No momento da sua venda, o Ministério da Cultura - que está ligado ao Museu Militar - lançou um ataque acadêmico contra a espada, dizendo que foi forjada séculos após a vida de El Cid. O Museu então lançou um contra-ataque mantendo a autenticidade da espada através de estudos diferentes, e dizendo que o Ministério estava com 'dor de cotovelo' por ter perdido a posse da arma. No poema épico, o "Lay de El Cid", La Tizona é endeusada por ter desmaiado inimigos indignos com um mero deslumbre de sua lâmina. A espada exposta em Burgos nunca desmaiou os visitantes do museu, mas certamente parece ter o poder necessário para provocar algo assim. A autenticidade da espada continua a ser um debate feroz.

✔ O Ulfberht
Embora esquecida nos tempos modernos, houve um tipo de espada valorizada pelos Vikings que foi superior a qualquer arma Europeu. As espadas eram chamadas Ulfberht e consideradas mil anos à frente de seu tempo, manejada apenas pela elite de guerreiros vikings.
Enquanto a maioria das lâminas Vikings foram compostas por escórias e aço de baixo carbono, o metal dessas lâminas é comparável à força do aço moderno. Elas foram marcadas com a assinatura "+ ULFBERH + T", e nada parecido foi visto novamente na Europa até a revolução industrial. O mistério é como os Vikings criaram essas lâminas, enquanto o resto da Europa ainda fazia um aço quebradiço como vidro. Estudiosos acreditam que o segredo para as lâminas Ulfberht era um metal diferente que os Vikings importaram do Irã e Afeganistão. Não podemos ter certeza de quem foi Ulfberht - ou mesmo se ele era mesmo uma pessoa - mas ele foi o único ferreiro do seu tempo que sabia trabalhar com esse tipo de aço. E isso fez das suas espadas, sem dúvida, as armas mais avançadas daquela era.

✔ Zulfiqar
Zulfiqar é a espada do líder islâmico Ali. Seu nome significa “bifurcada” ou “aquela que divide exatamente em duas partes”. Na batalha de Uhad, Ali estava lutando para salvar o profeta Maomé. Devido aos ataques contínuos e ao poder e à força de Ali, ele acabava quebrando todas as espadas que usava.
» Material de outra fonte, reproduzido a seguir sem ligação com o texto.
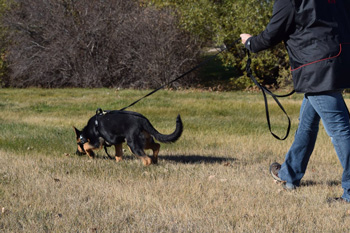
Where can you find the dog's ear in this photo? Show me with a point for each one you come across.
(77, 132)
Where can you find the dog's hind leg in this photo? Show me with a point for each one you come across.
(150, 144)
(118, 152)
(136, 148)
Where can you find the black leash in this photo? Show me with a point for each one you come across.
(274, 96)
(249, 74)
(184, 74)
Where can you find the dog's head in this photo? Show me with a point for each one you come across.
(80, 142)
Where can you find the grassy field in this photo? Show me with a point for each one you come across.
(214, 179)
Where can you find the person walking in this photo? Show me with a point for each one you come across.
(316, 34)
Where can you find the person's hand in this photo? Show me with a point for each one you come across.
(245, 37)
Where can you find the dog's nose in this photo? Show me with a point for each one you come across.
(79, 153)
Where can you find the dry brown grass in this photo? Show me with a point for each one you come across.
(215, 179)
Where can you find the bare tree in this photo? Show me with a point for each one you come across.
(95, 43)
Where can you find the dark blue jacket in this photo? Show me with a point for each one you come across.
(316, 34)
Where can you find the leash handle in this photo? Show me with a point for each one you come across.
(184, 74)
(274, 96)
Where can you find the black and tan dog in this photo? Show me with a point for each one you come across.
(116, 127)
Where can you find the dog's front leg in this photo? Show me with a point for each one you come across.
(118, 152)
(89, 150)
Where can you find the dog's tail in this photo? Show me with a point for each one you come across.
(163, 137)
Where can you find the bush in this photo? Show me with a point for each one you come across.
(111, 43)
(221, 22)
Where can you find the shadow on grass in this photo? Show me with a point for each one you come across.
(185, 159)
(314, 183)
(193, 159)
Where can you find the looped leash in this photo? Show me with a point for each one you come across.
(274, 96)
(184, 74)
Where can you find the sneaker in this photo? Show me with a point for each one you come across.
(274, 168)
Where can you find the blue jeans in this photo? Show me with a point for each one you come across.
(331, 108)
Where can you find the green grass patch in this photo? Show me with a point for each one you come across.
(213, 179)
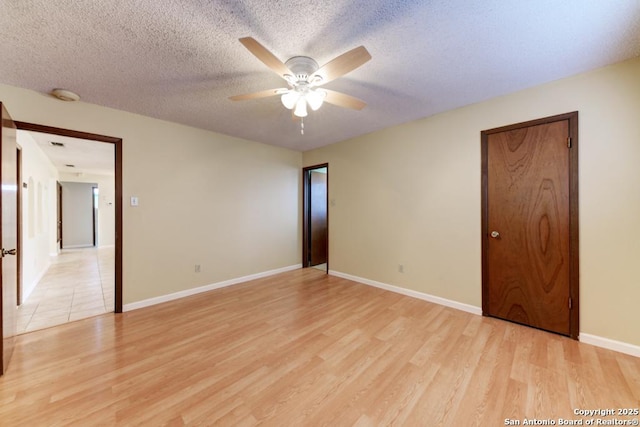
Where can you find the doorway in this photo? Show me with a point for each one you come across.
(116, 143)
(530, 223)
(315, 248)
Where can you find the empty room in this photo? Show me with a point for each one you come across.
(350, 213)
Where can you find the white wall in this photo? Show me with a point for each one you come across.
(411, 195)
(106, 230)
(39, 232)
(227, 204)
(77, 214)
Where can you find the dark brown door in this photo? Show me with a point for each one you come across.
(59, 213)
(8, 236)
(318, 218)
(528, 253)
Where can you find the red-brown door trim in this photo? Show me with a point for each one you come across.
(306, 205)
(574, 259)
(118, 190)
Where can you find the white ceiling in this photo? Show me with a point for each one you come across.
(87, 157)
(181, 60)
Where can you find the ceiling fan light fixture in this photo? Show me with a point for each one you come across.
(315, 98)
(301, 107)
(290, 99)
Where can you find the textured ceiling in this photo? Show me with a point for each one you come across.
(181, 60)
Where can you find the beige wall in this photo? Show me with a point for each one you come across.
(411, 195)
(106, 206)
(228, 204)
(39, 216)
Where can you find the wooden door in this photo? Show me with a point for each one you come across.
(59, 213)
(530, 224)
(8, 236)
(318, 218)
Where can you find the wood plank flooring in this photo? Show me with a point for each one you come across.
(306, 349)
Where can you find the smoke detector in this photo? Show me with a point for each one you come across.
(65, 95)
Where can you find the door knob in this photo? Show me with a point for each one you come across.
(8, 252)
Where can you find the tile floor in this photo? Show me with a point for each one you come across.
(78, 284)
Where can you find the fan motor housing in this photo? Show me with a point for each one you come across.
(302, 67)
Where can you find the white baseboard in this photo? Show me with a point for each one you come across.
(27, 290)
(188, 292)
(610, 344)
(410, 293)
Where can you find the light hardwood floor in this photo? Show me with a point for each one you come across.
(306, 349)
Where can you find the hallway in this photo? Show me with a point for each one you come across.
(78, 284)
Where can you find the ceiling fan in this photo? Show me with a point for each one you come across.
(304, 77)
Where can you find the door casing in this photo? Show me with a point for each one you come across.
(574, 288)
(306, 209)
(118, 190)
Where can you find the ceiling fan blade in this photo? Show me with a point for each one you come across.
(343, 100)
(265, 56)
(341, 65)
(261, 94)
Então, o profeta Maomé orou: “Deus, tu que deste tanta força à Ali, agora dê à ele também uma espada”. Em seguida, apareceu o anjo Gabriel trazendo consigo a espada Zulfiqar e proclamando o seguinte: “O líder dos homens, o Leão de Deus, o Poder de Deus, não há homem mais corajoso no mundo do que Ali, não existe espada como Zulfiqar.”
A maior parte dos registros históricos afirma que Ali usou Zulfiqar na Batalha da Trincheira para cortar ao meio um de seus inimigos e seu escudo. O inimigo era Amr ibn Abdawud, cuja força era comparada à de mil homens. Ninguém tinha se atrevido até antão a lutar com ele. Ali o aniquilou com um único golpe, mesmo que Amr usasse uma armadura muito resistente e portasse armas poderosas.
Pela tradição popular xiita, Zulfiqar foi passada de imã para imã, e está agora em posse do 12º imã, conhecido como Mahdi, o redentor profetizado do Islã. Ele haverá de permanecer na Terra por sete, nove ou dezenove anos, de acordo com as diferentes interpretações, antes da chegada do dia final, o Dia da Ressurreição. Os muçulmanos acreditam que o Mahdi, juntamente com Jesus, livrará o mundo do erro, da injustiça e da tirania, e certamente usara Zulfiqar para isso.